Another example of police and prosecutors’ war on self-defence came this weekend in Rouyn-Noranda, a mining community in northern Quebec near the Ontario border.
Tuesday evening, two robbers entered Leo Boulet’s tiny depanneur (convenience store) in the remote Quebec community. The store is tiny, only a couple of hundred square feet, with a residence in the back, but it has been the scene of frequent robberies.
Boulet, who is 75, took out a gun from behind the counter and shot at his assailants, seriously wounding one.
Once again, when police arrived, they arrested Boulet, and charged him with more serious crimes than his attackers, including discharging a firearm with intent, reckless use of a firearm and aggravated assault.
Boulet is still in a provincial jail about three hours from his home because the Crown opposed his bail application.
Boulet’s is a bit of a tricky case.
The gun he used was a handgun he kept loaded under the counter – a handgun that was unregistered and for which, according to police, Boulet had no licence.
And this is not the first time Boulet has shot someone who was trying to hold him up. He shot another robber in 1990. No charges were laid.
Sure it’s wrong of Boulet to have an unregistered handgun and to have no possession licence. Our gun laws are overly restrictive. These probably shouldn’t be crimes.
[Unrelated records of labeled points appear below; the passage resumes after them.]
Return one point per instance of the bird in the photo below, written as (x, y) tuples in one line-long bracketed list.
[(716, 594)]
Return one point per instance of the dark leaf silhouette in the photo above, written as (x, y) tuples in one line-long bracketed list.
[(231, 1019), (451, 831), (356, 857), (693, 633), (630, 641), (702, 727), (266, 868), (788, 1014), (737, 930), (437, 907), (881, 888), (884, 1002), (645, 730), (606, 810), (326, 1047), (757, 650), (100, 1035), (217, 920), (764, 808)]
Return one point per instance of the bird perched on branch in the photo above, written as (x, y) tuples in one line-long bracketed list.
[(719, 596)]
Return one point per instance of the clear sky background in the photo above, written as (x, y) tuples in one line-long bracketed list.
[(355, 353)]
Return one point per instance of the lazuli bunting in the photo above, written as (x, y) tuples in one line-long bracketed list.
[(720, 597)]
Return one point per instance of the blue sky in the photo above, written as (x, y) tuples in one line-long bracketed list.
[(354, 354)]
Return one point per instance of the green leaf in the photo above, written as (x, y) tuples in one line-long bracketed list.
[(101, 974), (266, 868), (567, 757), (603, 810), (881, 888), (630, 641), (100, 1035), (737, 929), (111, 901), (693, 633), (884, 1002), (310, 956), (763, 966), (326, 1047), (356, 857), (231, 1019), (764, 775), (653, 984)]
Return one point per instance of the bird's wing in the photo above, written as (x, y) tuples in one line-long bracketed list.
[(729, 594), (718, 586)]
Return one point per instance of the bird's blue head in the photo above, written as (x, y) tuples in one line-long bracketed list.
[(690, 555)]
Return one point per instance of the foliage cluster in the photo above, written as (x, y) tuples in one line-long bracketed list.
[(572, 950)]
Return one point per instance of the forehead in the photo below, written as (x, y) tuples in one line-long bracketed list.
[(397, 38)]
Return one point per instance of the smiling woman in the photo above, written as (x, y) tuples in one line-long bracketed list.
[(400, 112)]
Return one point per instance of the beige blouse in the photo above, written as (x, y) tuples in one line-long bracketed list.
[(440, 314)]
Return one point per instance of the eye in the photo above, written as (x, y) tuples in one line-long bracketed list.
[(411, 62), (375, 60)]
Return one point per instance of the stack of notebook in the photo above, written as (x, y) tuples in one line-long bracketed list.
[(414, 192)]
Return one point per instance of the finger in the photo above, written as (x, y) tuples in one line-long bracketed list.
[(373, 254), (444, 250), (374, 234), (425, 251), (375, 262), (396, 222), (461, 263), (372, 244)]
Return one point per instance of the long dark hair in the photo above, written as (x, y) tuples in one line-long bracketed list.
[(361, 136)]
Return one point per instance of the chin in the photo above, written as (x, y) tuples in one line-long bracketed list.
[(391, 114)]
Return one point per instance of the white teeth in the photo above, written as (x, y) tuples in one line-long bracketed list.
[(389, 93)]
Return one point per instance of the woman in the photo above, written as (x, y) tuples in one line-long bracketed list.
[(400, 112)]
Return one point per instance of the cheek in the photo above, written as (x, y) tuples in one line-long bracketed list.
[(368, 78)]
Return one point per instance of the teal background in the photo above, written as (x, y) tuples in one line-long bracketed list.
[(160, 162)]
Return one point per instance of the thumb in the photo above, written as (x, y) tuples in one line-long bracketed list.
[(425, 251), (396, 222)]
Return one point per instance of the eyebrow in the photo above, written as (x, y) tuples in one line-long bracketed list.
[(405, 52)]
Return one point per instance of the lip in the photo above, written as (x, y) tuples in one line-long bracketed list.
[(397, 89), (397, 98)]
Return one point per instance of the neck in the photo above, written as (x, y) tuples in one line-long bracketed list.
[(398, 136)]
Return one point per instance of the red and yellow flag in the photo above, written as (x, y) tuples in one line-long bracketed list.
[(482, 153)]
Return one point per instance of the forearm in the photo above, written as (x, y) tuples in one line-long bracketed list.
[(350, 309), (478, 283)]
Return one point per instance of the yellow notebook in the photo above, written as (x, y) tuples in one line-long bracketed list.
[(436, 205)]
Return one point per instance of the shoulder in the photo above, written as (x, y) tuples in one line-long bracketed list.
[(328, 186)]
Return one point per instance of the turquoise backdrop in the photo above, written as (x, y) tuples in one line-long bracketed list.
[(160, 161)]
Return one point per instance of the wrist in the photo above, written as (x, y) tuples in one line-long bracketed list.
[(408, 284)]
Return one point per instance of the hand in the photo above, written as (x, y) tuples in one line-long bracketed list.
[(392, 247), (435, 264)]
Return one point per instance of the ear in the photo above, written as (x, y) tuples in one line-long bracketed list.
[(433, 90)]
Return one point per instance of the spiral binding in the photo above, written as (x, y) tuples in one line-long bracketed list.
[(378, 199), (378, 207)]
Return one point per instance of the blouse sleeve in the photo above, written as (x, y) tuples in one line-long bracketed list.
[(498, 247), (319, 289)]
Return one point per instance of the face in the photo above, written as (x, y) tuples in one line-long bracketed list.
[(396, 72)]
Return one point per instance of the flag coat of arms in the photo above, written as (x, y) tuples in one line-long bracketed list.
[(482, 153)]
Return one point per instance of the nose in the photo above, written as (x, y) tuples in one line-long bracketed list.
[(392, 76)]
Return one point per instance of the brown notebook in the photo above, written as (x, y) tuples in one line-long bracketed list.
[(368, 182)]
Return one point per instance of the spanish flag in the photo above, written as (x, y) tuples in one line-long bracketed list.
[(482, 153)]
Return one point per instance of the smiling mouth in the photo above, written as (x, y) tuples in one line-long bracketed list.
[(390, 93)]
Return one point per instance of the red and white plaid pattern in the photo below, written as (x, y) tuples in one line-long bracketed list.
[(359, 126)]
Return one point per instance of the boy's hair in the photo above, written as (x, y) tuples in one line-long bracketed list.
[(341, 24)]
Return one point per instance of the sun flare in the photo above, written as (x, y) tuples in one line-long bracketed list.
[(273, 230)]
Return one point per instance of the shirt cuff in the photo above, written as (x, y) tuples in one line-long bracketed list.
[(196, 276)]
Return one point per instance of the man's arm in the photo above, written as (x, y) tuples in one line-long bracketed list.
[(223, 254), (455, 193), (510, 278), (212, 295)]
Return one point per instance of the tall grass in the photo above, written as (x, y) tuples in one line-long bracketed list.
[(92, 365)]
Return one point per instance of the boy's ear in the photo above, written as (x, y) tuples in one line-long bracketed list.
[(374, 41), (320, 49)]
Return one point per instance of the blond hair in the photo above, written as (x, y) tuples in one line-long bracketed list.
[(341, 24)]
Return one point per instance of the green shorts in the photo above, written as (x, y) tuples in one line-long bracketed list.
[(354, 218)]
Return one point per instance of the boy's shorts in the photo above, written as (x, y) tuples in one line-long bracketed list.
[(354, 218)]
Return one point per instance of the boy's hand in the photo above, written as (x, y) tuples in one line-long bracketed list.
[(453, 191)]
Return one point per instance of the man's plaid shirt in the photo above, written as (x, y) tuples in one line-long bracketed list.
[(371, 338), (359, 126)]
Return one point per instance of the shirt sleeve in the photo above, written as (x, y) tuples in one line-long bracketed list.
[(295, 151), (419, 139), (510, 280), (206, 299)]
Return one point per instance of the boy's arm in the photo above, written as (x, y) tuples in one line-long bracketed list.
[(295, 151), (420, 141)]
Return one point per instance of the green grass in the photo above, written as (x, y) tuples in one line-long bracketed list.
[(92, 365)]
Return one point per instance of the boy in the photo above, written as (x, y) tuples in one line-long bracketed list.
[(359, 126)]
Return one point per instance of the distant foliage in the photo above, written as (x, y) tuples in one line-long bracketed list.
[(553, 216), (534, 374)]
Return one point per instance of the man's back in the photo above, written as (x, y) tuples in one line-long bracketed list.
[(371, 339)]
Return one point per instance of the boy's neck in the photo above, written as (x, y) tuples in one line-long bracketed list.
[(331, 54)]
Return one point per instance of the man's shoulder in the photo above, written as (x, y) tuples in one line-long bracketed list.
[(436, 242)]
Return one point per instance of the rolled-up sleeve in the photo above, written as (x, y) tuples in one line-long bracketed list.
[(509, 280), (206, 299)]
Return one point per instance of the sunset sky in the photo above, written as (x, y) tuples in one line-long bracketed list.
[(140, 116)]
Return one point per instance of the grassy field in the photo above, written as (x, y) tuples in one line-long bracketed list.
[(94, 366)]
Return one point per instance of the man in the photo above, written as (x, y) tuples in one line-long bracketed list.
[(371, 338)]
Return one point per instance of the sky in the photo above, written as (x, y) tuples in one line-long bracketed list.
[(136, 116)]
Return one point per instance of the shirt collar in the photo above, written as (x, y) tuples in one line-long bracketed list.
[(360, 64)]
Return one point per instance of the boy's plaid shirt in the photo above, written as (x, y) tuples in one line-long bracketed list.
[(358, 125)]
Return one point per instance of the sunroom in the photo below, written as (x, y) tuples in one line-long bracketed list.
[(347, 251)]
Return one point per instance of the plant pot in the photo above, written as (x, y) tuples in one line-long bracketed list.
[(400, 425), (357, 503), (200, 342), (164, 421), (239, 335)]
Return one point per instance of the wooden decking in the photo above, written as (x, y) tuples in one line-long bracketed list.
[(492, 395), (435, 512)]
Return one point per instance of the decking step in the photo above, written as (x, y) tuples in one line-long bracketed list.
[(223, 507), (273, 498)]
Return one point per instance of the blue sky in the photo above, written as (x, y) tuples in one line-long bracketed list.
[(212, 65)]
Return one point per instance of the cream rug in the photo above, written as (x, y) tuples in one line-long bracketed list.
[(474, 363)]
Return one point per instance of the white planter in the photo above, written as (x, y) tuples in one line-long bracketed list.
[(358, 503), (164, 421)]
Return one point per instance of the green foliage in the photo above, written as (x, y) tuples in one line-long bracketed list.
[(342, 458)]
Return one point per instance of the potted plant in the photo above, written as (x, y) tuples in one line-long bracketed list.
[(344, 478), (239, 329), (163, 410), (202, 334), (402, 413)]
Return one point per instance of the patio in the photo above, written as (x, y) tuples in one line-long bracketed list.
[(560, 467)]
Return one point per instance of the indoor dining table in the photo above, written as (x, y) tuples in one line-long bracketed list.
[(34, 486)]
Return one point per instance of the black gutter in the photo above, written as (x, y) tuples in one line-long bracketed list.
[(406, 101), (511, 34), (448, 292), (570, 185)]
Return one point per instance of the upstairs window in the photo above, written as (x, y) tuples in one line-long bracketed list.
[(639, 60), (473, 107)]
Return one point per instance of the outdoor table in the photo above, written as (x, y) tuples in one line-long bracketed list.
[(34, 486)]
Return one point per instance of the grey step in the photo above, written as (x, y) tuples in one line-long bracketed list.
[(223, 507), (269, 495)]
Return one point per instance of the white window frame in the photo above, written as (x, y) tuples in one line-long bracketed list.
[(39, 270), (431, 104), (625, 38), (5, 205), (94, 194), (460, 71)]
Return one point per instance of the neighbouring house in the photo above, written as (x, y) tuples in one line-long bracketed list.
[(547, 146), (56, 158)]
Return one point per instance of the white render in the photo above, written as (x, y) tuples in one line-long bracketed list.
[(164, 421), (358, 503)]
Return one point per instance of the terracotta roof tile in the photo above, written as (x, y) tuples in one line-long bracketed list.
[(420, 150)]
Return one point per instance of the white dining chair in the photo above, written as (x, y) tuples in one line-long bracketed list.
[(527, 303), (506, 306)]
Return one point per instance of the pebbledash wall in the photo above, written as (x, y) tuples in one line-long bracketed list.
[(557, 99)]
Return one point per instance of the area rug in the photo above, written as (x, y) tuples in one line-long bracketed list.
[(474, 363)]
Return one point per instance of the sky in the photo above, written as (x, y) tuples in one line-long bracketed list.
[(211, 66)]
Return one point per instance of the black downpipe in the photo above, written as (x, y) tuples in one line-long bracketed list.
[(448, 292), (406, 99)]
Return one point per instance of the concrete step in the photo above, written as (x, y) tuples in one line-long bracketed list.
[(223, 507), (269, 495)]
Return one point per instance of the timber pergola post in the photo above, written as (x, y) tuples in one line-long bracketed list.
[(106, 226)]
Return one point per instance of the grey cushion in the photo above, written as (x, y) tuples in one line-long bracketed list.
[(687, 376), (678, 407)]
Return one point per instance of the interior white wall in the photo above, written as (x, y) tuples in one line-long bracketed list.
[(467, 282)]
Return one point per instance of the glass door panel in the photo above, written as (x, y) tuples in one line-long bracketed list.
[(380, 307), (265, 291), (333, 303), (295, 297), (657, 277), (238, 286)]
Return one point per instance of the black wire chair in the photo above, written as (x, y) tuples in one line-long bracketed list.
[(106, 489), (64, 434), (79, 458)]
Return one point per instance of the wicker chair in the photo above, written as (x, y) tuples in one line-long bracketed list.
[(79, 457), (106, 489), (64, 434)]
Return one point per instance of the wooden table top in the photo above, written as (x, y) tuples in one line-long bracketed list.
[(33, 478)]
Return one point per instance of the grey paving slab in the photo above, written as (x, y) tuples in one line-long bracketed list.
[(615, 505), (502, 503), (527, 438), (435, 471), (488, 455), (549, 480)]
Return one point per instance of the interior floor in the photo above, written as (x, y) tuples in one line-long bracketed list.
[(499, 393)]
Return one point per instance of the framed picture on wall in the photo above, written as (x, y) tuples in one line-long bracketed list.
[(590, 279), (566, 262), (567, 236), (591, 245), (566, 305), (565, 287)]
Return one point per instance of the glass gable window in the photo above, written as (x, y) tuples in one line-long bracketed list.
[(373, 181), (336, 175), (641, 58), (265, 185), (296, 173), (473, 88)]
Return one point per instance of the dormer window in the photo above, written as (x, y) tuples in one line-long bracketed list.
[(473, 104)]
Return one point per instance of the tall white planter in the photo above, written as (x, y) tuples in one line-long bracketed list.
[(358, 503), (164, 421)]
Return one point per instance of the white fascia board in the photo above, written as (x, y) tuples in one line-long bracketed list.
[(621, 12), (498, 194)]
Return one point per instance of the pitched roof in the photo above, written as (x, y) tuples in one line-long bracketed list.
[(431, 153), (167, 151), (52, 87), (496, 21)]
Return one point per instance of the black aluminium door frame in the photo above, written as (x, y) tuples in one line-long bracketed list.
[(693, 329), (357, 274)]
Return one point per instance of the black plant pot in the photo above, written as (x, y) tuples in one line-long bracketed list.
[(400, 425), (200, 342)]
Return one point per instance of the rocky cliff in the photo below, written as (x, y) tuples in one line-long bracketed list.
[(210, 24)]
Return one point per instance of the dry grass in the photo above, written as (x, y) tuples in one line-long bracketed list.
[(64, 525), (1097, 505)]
Still, if the Crown proceeds with illegal possession charges against Boulet, he will have to face a judge on those counts.
But the rest of the charges against Boulet are rubbish.
Discharging a firearm with intent? Yeah. His intent was not to get killed or beaten badly by the two criminals holding him up.
Reckless use of a firearm? How was his use reckless? He hit the robber he was aiming at.
And aggravated assault? If the robber didn’t want to wind up in hospital with a bullet wound he shouldn’t have entered the Chez Lou depanneur with the intent to commit a robbery.
What’s next from our politically correct criminal justice system? Declaring armed robbery a profession and demanding workers’ comp for thieves who get “injured” at “work?”
An online petition supporting Boulet and demanding that charges be dropped had more than 2,000 signatures, and a march in support of the septuagenarian shopkeeper was planned for Saturday. But both had to be dropped when organizers were threatened with violence on their Facebook page.
Gee, isn’t uttering threats a criminal offence in Canada? Wouldn’t Quebec provincial police’s time be better used running down the threat-makers?
In 2012, the federal Tories changed the Criminal Code to make self-defence easier. Too many police officers and Crown prosecutors still haven’t received the memo.